Trump's victory has added momentum to recent stock price increases, partly because many traders believe his economic agenda will continue to drive corporate profit growth. The president-elect has vowed to significantly cut corporate taxes and impose punitive tariffs on foreign goods, in addition to placing Wall Street executives in charge of the Treasury and Commerce Departments.

On the other hand, some economists are concerned that Trump's fiscal plan will put upward pressure on inflation.

Inflation is easing

The report also showed that the Fed's preferred measure, the PCE price index, rose by 1.5% year-on-year in the third quarter. Excluding food and energy, the core PCE measure increased by 2.1% year-on-year.

Economists are watching the PCE data to be released later today. Currently, the market expects the core PCE price index to rise by 2.8% year-on-year in October.

Some Federal Reserve officials have stated that as long as the labor market remains strong and the economy continues to grow, they are not in a hurry to cut interest rates. Although job growth has slowed, other indicators suggest the economy is resilient, and the likelihood of a recession is decreasing.

Data from the U.S. Department of Labor shows that initial claims for unemployment benefits fell to 213,000 last week, below the expected 216,000, with the previous value revised up to 215,000. This indicates that despite a cooling job market, the U.S. economy has avoided mass layoffs. Continuing claims for unemployment benefits reached their highest level in three years.

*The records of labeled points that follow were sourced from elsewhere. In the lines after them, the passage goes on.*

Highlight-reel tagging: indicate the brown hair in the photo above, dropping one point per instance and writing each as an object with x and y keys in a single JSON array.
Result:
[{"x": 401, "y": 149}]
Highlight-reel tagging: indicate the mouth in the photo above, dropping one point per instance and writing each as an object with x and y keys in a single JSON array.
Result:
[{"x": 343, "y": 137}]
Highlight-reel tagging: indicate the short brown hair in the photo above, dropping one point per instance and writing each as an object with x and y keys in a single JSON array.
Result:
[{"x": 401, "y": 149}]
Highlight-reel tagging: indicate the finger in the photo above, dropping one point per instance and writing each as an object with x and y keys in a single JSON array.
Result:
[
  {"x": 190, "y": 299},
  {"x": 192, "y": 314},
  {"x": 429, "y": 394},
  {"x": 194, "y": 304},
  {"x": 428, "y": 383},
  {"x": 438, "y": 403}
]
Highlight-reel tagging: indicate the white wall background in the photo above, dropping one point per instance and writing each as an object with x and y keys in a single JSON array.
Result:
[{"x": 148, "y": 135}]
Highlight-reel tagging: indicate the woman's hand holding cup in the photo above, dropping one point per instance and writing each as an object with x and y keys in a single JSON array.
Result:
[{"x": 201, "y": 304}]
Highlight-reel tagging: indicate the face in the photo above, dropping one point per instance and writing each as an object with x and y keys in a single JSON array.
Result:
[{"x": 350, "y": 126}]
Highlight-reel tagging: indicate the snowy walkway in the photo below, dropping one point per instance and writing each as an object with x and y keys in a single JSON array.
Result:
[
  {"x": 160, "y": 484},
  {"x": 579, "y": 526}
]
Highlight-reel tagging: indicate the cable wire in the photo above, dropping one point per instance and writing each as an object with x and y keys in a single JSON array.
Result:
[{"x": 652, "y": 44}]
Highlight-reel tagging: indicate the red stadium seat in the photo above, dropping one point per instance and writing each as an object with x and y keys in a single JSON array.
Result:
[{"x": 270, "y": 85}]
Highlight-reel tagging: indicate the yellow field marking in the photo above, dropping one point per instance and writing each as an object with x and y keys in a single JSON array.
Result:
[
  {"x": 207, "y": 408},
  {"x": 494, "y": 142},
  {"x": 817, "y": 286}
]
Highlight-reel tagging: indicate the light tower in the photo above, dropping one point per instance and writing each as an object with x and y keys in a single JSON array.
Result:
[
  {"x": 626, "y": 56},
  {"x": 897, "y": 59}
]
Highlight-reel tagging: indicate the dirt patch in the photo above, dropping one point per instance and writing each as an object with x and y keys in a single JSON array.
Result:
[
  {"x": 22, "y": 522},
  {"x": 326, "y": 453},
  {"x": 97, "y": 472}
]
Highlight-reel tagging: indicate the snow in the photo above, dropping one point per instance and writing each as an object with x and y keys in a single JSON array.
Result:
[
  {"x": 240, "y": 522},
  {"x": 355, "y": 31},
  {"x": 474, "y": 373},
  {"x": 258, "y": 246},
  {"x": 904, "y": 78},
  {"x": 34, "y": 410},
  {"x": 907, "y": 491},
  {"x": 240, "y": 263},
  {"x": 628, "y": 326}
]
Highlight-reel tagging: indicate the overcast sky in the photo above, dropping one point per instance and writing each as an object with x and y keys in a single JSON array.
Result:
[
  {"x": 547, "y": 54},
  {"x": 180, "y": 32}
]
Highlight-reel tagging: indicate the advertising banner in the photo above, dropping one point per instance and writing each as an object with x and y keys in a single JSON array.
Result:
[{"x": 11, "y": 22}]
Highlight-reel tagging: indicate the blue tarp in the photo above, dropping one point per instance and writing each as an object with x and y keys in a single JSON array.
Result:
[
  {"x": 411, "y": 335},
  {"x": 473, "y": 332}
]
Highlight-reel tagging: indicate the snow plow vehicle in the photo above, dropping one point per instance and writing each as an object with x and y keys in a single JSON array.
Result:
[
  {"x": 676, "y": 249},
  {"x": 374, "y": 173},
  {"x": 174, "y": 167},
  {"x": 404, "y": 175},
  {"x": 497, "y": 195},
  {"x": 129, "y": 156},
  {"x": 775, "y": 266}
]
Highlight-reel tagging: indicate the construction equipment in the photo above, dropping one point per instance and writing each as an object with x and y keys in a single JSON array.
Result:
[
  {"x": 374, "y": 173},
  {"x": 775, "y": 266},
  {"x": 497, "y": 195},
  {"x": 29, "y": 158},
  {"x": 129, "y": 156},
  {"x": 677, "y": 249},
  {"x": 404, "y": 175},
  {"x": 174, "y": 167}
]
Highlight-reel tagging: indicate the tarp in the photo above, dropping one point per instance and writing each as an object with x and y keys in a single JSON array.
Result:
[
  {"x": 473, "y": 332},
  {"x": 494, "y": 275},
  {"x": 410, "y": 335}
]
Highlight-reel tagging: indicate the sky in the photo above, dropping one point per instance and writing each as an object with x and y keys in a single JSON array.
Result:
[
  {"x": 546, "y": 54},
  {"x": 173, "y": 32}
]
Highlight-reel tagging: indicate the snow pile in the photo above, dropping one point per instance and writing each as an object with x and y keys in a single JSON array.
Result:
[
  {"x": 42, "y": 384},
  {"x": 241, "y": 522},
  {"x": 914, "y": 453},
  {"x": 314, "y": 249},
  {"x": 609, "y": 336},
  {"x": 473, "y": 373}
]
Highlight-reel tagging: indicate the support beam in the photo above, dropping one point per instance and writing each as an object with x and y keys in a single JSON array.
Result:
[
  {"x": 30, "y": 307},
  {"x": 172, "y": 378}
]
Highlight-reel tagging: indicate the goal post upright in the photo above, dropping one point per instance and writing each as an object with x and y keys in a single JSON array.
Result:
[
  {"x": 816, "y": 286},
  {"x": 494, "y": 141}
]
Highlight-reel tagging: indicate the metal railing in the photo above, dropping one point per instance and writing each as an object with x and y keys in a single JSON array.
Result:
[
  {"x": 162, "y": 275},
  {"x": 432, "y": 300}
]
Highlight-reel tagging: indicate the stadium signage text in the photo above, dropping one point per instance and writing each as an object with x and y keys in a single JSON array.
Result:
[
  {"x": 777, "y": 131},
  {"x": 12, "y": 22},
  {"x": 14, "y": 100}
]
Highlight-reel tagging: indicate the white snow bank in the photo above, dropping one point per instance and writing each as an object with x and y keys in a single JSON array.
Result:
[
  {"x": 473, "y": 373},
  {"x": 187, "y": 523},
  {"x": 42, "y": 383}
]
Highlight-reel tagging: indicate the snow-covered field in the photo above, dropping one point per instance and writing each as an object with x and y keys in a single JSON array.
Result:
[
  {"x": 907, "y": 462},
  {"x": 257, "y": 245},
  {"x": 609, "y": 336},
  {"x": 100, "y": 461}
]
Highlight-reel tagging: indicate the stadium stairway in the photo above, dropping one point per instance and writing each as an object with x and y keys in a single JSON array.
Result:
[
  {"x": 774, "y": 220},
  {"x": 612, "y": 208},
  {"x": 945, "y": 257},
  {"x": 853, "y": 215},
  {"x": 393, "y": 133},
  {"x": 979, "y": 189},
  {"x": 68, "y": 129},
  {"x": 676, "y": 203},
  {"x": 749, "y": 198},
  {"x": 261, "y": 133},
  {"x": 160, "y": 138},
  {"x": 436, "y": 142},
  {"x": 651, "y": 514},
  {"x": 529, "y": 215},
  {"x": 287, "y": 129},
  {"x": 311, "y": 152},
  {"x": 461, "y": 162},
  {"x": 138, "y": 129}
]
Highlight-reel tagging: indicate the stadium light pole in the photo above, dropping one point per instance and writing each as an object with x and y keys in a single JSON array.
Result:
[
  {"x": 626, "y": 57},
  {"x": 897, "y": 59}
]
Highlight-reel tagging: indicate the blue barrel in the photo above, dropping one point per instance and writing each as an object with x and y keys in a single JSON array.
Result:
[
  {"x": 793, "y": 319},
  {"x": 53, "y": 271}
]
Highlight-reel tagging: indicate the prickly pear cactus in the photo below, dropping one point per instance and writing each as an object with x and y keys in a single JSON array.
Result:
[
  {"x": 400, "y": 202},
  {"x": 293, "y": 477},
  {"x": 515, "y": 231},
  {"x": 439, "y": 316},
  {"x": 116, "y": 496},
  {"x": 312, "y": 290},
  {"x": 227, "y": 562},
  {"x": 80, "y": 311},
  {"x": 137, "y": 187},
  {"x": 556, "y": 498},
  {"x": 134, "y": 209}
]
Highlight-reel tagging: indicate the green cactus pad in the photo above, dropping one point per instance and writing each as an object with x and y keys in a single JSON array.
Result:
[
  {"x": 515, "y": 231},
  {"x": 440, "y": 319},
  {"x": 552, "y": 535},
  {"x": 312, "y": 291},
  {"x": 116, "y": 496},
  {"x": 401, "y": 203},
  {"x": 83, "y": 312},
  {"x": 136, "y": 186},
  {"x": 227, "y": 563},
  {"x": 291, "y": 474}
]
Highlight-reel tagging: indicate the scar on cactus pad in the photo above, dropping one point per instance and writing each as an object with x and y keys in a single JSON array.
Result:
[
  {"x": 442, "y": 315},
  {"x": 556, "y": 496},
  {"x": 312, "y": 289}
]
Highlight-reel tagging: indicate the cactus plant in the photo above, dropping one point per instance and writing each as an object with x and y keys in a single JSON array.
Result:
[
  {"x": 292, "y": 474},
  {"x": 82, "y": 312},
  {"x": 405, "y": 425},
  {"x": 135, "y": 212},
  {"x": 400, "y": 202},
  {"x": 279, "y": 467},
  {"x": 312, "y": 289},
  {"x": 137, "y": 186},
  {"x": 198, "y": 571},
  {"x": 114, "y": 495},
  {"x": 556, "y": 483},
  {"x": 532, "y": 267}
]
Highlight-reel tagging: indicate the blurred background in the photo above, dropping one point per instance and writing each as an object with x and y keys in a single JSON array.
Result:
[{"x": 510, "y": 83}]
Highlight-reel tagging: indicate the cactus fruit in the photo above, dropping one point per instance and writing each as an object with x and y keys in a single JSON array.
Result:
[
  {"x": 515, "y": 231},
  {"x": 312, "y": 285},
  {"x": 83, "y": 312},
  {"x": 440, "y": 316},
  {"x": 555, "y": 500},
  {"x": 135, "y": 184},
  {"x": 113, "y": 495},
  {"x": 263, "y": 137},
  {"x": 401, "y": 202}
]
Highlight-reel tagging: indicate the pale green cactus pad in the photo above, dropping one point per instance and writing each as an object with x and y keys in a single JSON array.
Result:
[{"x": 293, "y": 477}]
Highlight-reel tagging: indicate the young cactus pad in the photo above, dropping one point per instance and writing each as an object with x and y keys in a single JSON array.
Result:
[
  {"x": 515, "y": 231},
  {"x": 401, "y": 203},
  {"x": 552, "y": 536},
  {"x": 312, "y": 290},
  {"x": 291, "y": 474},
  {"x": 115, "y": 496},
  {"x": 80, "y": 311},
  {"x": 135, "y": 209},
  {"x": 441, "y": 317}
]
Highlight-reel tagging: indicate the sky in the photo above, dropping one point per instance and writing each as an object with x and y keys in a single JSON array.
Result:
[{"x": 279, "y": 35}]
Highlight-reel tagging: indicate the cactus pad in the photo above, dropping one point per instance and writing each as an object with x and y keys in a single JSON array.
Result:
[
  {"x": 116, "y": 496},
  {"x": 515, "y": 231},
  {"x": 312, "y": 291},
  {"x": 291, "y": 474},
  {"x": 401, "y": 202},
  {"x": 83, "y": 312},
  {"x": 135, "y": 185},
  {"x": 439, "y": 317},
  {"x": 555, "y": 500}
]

Labor market data has shown mixed signals this year, complicating the Federal Reserve's interest rate decisions as it balances employment and inflation targets. Currently, there is about one job vacancy for every unemployed worker in the U.S., down from two workers per vacancy in mid-2022. This year, the unemployment rate has slightly fallen from 3.7% at the end of 2023 to over 4%. On the other hand, the U.S. economy has added more than 100,000 jobs on average each month this year, and the number of unemployment benefit claims has not shown a significant increase in layoffs.

Revised GDP data showed that economic growth in the U.S. in the third quarter was dampened by volatile trade data, with net exports decreasing by 0.57 percentage points and inventories falling by 0.11 percentage points.

Other government data released on Wednesday showed that the U.S. goods trade deficit narrowed to $99.1 billion in October, down from the highest level in over two years. Economists believe companies are stockpiling imported goods in anticipation of new tariffs next year.